ROMA - ''Sono con i contestatori. La polizia dovrebbe dare una mano a risolvere i problemi, non mettersi a menare la gente e uccidere i ragazzi. Se c'e' questo casino, forse il perche' e' proprio nel comportamento delle forze dell'ordine''. Cosi' Valentino Rossi parla - in un'intervista su La Stampa - della guerriglia di Londra, aprendosi anche sul suo futuro sportivo che nel 2012 sara' ''in Ducati''.

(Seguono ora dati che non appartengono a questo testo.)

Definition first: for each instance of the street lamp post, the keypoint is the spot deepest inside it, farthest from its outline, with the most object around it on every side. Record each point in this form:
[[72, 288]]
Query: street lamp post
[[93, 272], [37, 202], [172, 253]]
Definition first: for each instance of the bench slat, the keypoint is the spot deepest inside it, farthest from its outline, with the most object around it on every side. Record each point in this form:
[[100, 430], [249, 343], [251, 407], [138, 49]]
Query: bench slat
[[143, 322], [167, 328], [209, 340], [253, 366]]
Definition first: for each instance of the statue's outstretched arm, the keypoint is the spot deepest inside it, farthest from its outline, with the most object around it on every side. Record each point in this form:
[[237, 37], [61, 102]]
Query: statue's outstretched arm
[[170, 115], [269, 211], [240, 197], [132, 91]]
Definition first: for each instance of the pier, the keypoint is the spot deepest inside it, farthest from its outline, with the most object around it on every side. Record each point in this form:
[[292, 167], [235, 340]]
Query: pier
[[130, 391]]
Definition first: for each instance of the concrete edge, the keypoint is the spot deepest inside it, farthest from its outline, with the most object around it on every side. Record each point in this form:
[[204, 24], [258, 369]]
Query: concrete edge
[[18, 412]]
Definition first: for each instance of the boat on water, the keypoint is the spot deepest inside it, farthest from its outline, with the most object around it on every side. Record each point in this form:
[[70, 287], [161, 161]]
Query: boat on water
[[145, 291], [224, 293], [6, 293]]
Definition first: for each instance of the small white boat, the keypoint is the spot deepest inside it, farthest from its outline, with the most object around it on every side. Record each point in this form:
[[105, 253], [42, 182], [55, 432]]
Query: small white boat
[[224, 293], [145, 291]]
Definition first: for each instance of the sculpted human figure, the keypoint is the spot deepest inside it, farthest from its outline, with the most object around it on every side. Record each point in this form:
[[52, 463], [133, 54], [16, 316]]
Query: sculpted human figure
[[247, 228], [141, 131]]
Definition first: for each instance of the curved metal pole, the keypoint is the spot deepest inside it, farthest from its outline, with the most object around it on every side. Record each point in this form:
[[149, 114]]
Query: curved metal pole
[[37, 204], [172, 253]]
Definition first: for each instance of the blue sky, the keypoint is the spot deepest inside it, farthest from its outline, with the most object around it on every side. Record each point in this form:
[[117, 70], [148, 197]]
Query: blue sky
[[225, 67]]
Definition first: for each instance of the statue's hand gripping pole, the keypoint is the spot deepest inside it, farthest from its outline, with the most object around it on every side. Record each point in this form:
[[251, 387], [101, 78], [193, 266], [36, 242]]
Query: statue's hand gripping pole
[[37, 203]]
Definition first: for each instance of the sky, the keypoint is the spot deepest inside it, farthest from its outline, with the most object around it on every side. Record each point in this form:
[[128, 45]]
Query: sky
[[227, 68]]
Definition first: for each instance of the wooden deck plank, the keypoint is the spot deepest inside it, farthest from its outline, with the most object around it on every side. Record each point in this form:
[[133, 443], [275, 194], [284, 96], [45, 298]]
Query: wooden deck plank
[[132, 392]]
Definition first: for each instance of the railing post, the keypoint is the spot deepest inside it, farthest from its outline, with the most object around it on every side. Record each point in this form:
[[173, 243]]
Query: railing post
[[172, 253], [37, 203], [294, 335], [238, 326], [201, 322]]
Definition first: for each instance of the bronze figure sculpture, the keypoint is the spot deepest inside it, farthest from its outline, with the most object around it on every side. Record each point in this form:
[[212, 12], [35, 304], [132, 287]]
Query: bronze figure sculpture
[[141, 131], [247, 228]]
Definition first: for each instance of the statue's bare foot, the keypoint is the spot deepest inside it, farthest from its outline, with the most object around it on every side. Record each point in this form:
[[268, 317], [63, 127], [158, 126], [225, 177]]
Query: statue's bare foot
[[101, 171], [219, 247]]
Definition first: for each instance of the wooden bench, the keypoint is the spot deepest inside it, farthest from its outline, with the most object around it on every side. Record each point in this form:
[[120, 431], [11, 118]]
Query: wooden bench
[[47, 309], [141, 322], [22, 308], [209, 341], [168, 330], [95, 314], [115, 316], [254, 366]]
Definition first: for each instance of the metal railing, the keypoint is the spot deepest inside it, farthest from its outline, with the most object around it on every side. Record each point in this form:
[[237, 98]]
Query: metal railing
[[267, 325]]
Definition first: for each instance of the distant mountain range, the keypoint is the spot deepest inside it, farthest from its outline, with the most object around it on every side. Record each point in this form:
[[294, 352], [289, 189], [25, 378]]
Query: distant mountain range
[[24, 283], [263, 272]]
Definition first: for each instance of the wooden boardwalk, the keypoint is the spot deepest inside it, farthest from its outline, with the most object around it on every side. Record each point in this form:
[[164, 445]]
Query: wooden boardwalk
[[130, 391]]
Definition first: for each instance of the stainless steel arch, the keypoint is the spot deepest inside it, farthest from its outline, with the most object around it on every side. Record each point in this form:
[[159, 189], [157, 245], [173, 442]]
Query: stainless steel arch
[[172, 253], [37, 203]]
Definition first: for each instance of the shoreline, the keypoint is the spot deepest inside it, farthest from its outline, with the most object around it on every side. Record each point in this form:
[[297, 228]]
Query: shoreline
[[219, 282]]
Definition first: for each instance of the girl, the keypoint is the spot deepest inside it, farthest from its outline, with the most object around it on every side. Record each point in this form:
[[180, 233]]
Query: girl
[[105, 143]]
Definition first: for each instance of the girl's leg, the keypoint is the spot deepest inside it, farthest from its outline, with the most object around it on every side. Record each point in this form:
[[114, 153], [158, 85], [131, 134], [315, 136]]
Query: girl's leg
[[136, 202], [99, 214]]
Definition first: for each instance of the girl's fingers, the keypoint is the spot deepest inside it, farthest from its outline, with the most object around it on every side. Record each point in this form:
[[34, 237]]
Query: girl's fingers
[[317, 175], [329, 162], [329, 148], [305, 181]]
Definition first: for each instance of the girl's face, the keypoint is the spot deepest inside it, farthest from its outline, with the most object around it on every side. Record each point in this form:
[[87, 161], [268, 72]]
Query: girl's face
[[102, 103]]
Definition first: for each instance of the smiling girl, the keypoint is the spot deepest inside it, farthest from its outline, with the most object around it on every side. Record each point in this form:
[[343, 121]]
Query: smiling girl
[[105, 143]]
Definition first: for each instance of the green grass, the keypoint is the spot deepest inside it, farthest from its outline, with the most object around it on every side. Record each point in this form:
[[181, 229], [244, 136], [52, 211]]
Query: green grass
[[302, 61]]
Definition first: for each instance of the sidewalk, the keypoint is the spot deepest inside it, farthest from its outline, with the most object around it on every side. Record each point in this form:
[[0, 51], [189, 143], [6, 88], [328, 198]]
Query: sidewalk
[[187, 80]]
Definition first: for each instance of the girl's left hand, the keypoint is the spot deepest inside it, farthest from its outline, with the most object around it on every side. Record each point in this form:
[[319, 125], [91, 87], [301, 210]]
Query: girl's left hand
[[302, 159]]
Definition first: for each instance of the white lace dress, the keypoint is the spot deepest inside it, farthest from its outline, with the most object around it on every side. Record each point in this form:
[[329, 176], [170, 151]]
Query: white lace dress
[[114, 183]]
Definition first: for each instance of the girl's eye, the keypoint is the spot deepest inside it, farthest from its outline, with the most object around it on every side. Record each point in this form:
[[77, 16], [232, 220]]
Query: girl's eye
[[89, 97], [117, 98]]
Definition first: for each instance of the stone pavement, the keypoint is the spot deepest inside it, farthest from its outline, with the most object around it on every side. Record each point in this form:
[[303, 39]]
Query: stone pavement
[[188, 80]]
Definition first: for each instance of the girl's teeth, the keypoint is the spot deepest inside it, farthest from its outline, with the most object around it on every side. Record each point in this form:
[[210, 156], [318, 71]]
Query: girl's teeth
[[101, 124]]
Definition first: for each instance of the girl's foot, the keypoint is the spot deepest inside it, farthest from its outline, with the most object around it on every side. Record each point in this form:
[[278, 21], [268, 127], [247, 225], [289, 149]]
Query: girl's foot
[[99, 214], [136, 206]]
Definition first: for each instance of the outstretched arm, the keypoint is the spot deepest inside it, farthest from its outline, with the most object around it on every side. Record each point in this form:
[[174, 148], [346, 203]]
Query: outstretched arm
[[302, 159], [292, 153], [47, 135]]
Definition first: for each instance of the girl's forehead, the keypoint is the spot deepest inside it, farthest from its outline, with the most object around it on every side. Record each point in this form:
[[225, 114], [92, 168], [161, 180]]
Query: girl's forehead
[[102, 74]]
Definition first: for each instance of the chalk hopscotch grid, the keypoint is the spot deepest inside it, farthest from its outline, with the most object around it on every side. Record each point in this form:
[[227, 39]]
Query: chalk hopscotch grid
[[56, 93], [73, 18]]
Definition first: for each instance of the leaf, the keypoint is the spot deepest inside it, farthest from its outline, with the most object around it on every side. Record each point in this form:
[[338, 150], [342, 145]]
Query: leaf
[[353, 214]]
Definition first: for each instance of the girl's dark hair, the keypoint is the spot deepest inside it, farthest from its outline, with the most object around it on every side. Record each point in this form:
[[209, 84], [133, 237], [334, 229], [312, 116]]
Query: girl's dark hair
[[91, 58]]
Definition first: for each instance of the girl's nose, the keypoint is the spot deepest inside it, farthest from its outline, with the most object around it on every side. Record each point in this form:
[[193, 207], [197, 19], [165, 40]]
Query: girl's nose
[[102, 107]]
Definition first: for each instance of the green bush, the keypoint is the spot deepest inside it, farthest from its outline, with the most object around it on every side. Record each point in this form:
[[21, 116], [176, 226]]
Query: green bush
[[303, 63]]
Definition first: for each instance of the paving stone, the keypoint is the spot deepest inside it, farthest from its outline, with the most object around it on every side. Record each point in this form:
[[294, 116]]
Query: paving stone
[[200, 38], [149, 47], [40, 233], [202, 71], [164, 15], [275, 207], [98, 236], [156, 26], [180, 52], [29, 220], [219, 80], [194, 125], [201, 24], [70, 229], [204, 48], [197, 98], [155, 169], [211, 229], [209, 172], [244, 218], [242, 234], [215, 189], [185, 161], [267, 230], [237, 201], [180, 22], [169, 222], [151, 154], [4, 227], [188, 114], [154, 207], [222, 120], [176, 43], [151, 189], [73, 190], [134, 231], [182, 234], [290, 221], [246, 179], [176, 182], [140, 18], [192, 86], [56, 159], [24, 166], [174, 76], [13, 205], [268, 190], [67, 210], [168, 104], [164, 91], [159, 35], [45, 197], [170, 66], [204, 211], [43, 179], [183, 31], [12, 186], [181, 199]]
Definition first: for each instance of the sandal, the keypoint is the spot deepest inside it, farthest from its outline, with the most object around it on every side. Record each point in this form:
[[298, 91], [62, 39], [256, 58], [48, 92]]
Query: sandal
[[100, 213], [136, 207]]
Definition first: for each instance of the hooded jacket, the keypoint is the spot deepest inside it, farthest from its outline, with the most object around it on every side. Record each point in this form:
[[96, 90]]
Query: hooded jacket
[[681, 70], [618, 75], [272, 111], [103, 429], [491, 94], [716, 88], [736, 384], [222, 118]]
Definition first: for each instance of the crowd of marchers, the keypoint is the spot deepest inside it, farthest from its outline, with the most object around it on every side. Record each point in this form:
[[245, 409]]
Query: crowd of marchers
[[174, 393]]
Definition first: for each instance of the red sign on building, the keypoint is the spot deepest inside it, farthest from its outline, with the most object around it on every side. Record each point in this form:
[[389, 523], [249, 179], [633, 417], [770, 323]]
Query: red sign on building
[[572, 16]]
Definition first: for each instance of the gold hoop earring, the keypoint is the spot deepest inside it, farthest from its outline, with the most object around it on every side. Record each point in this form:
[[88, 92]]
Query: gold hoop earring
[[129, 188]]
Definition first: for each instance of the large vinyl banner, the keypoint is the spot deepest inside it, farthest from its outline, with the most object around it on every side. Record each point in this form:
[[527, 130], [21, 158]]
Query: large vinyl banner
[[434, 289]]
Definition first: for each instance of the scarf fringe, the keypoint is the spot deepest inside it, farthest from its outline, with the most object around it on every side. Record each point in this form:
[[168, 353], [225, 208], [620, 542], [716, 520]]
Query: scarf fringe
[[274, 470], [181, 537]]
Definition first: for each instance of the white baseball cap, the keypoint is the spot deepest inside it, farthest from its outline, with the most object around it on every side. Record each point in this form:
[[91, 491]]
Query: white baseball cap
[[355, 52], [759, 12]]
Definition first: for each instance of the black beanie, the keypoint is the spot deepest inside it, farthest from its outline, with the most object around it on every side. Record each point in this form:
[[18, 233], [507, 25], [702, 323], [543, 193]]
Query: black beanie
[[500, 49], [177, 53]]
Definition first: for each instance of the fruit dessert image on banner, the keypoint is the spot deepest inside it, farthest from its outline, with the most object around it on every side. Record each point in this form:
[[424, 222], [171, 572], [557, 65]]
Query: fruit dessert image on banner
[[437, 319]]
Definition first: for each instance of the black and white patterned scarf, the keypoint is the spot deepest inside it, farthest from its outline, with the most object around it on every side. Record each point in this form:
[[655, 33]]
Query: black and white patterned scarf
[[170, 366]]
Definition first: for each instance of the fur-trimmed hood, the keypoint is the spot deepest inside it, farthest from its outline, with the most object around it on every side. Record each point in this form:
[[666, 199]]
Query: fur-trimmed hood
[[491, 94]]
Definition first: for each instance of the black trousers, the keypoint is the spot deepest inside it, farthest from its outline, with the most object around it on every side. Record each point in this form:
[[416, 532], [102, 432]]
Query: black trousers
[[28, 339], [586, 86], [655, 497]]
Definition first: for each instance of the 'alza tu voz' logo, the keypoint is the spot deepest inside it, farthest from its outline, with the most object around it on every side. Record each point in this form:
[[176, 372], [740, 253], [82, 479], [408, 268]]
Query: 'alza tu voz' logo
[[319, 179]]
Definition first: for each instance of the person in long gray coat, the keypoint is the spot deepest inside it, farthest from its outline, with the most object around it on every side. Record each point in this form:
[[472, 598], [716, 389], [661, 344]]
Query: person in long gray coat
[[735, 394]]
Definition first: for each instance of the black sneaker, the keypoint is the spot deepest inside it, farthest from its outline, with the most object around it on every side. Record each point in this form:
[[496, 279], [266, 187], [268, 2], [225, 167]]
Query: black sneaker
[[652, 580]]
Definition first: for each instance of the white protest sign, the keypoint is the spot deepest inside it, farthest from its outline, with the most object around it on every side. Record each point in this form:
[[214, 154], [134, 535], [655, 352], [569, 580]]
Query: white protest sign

A proposito del presidente del consiglio, Silvio Berlusconi, Valentino Rossi dice di ''saperne poco'' di politica, ma, a suo modo di vedere il premier ''ha fatto cose che, nella sua posizione, non doveva fare''.

A proposito dei rischi legati a Fukushima, Rossi afferma che potrebbe decidere di non andare a correre il Gp del Giappone se ''il rischio a Motegi e' reale''.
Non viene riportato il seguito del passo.